The film, which is about a human trafficking incident in Thailand, also stars an international cast of actors including Will Yun Lee (The Wolverine, Hawaii Five-O), Eugenia Yuan (Crouching Tiger, Hidden Dragon, Sword of Destiny, Memoirs of A Geisha) and Gil Bellows (The Shawshank Redemption, Ally McBeal).
Rounding out the cast in the lead roles are Vancouver-based actor Giovanni Mocibob, New York’s Teresa Ting and Singapore’s Vanessa Toh.
The film focuses on an investigation into a shocking human trafficking incident in southeast Asia and explores the layers of corruption that enable the global commercial sex trade to thrive, at the expense of young girls’ and women’s futures.
The story is also based on an incident in Thailand where a storage container transporting more than 100 people ran out of gas and was simply abandoned.
Ultimately about 50 people lost their lives.
That tragedy was a kind of a trigger for the plot. Jason poses as a john to build a case against a brothel trafficking girls into Bangkok. He must win the trust of a young girl forced to work as a prostitute who is known as ‘Number 18’ and convince her to risk her life to testify for the sake of justice.
“It’s rewarding to see the film continue to garner attention,” says Matthew Kooman, who co-directed the film with brother Daniel Kooman from the screenplay by Andrew Kooman. “We’re excited that She Has A Name is being recognized for its performances, in the technical categories and as a story.
As mentioned, She Has A Name was produced in Red Deer, filmed in Thailand and features an international cast and crew.
“We are excited about the continued momentum and that there are audiences around the world that continue to connect with it – filmgoers and critics as well,” explained Andrew.
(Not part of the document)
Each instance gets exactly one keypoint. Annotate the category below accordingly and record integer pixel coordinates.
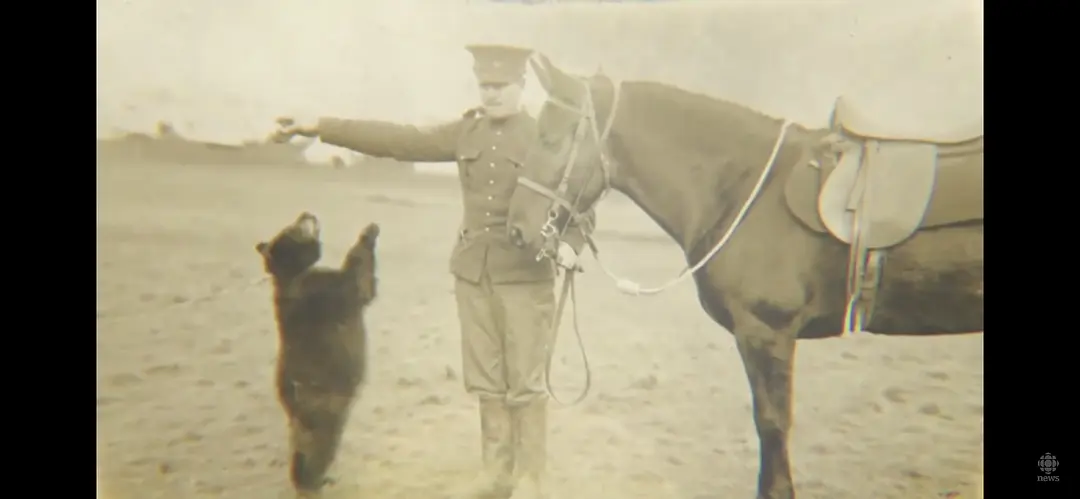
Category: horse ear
(539, 64)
“I’m always excited for the film to get exposure – it’s exciting to see that the story is resonating with people,” he said.
“There were two reasons why I wrote (the screenplay) – to entertain people with a great film experience, and to bring people to come to terms with the fact that children are trafficked in our world and I wanted to do something about it.
“An award is great, but anytime that a story that I really believe matters gets exposure it’s a big win. I’m just really grateful to the creative team and all the people that helped make it happen and who believed in this – helped to make this film a reality.”
She Has A Name was released in December 2016 in select theatres globally and is currently expanding to exclusive screening engagements across North America.
Andrew also credits a hard-working team that continues to work on getting the film out there.
“Part of it is the commitment of our team to continue to pound the pavement and put the film forward, because we are truly an independent film – we are made in Alberta, made in Canada and it’s also privately funded,” he said.
“We don’t have a big studio behind us so we are really doing our best to put it in front of as many people as we can, and to have as many conversations as we can,” he said. “There’s that effort to ‘unturn’ every stone so that people can know about it. And then it’s also a powerful film that people are responding to – it’s touching people’s hearts.
“There’s also a staying power with the film because it is a story that really resonates with people.”
As to the recognition the film continues to garner, it’s a reminder of how important the cause truly is as well.
“It does re-energize us and it’s a reminder that it’s really a worthy story to continue to fight for,” he said.
“We are passionate about it – independent filmmaking isn’t for the faint of heart; you have to really believe in the project,” he added.
“For any artist who really wants their work out there, you really have to believe in it. I’m constantly thankful as well for the people of Red Deer and Central Alberta who so embraced the story and championed it.”